KARACHI: Pakistan’s free trade agreements with foreign countries are undermining the country’s local industry, while they largely remain in favour of its trading partners, a business policy advocacy group said on Tuesday.
The Pakistan Business Council (PBC), in its white paper, said the country endured a staggering jump in trade deficit vis-à-vis China – its biggest free trade partner – to $14 billion in 2015 from three billion dollars in 2006.
“At a time when the largest global economies are becoming protective of domestic employment it is time that Pakistan wakes up and looks after its people,” advised the council, representing local and multinational corporations. Its members account for 10 percent of Pakistan’s GDP and almost one-fifth of tax and export revenues.
The PBC is against the signing of proposed free trade agreements with Turkey and Thailand.

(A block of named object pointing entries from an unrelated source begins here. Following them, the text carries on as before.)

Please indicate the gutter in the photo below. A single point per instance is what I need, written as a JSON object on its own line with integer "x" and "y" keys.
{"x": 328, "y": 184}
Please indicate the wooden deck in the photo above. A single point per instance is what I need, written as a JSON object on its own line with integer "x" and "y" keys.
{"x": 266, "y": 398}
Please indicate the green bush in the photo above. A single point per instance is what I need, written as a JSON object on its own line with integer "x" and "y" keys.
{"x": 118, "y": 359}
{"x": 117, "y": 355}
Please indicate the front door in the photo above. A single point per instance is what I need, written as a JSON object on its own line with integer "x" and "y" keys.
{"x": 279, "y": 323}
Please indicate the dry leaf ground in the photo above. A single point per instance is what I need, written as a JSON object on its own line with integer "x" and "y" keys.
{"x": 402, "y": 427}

It also called for an integrated strategic trade policy that includes inputs from all the provinces, to ensure protection to the domestic industry and increase exports.
The PBC said the country has been maintaining three to five percent growth for the past one decade, which exposes it to a serious challenge related to ‘demographic dividend’ – a terminology denoting the majority populations.
Economists said the country needs to grow seven to eight percent to create employment opportunities for its burgeoning youth numbers – at least 60 percent of the country’s population.
The group said taxes on inter-corporate dividends, proposed under the Companies Bill 2016, will discourage consolidation and business expansion beyond the homeland. The bill also suggested financial disclosure of foreign shareholdings and returns filings. “The current bias against business is making domestic industry uncompetitive within Pakistan itself,” it added, referring to the proposed law.